Man muss kein Kommunist sein, um solche Bedenken zu teilen. Doch das Rezept, mit dem die Genossinnen ihre „Körper dem Kapital entziehen“ wollen, erstaunt schon sehr. Sie sehen die Lösung in der Kollektivierung der Reproduktionsarbeit, wie es auf einem Plakat für die Demo zum Frauenkampftag heisst. Das erinnert zunächst an Alexandra Kollontai, die vor 100 Jahren an der Seite Lenins die neue kommunistische Gesellschaft in der Sowjetunion mitzuprägen begann. Kollontai schwebte anstelle der Ehe das neue Ideal der „erotischen Kameradschaft“ vor: Die „neue Frau“ könne die Rolle der Mutter auch im Rahmen neuer Beziehungsformen übernehmen, da sie der Staat durch Institutionen wie Kinderkrippen oder Mütterheime dabei voll unterstützen würden. Die Männer hingegen sollten in einen staatlichen Alimentefond einzahlen, um ledige Mütter zu unterstützen. So sahen kommunistische Ideen für eine kollektivierte Reproduktion und Aufzucht in Zeiten aus, in denen es noch keine künstliche Befruchtung gab.
Reproduktionsarbeit?
Wer Sexualität und Fortpflanzung aus ihrem Kontext von dauerhafter Beziehung und Liebe herauslöst, fördert Verdinglichung und Entfremdung, und zwar unabhängig davon, ob die Reproduktionsindustrie damit das grosse Geschäft macht oder nicht. Menschliche Reproduktion ist nicht einfach Arbeit. Sie bildet die Grundlage des Generationengefüges, das jedem Menschen emotionalen und sozialen Halt gibt. Durch die Inanspruchnahme moderner Reproduktionstechnik ebenso wie durch die Kollektivierung der Reproduktions-„Arbeit“ werden menschliche Sexualität und Fortpflanzung aus ihrem natürlichen Kontext herausgerissen. Sind Sexualität und Zeugung nicht Ausdruck einer verbindlichen Lebensgemeinschaft sowie von Wertschätzung und Liebe, wird der Partner instrumentalisiert. Natürlich kommt das auch in einer Ehe vor. Aber in kommunistischen Reproduktionsprogrammen wird dieser Missbrauch zum Prinzip erhoben. Analoges gilt, wo durch die Nutzung moderner Techniken Fortpflanzung und Sexualität ganz voneinander getrennt werden. Auch eine Leihmutter oder eine Eispenderin wird instrumentalisiert.

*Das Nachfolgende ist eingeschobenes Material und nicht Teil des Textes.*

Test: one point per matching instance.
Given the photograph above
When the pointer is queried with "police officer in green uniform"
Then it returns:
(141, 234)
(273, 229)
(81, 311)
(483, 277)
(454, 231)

Das gleiche gilt für das Kind: Wer eine Aufspaltung der Ganzheit von Zeugung, Schwangerschaft, Geburt und Kindheit bejaht, nimmt eine schwere Beeinträchtigung der Eltern-Kind-Beziehung in Kauf. Das natürliche Herkunftsnarrativ des Menschen wird durchbrochen. Mit gravierenden Folgen. Die Bedürfnisse des Kindes in der Eltern-Kind-Triade werden strukturell verleugnet, wie der Generationenforscher Gerhard Amendt festhält. Das Kind ist dann lediglich Objekt des Paares, oder des kommunistischen Staates, nicht aber Teil einer Beziehung. Eine Studie des „Institute for American Values“ über junge Erwachsene, die ihre Existenz einer Samenspende verdanken, zeigt die schwerwiegenden Folgen, die daraus resultieren können. So fühlen sich durch Samenspende entstandene Kinder häufiger von ihren Familien isoliert. Sie sind häufiger depressiv, straffällig und drogenabhängig. Zwei Drittel von ihnen stimmen der Aussage zu, wonach der Samenspender die Hälfte der eigenen Identität ausmacht. Und fast die Hälfte empfindet es als Problem, dass Geld bei ihrer Entstehung im Spiel war.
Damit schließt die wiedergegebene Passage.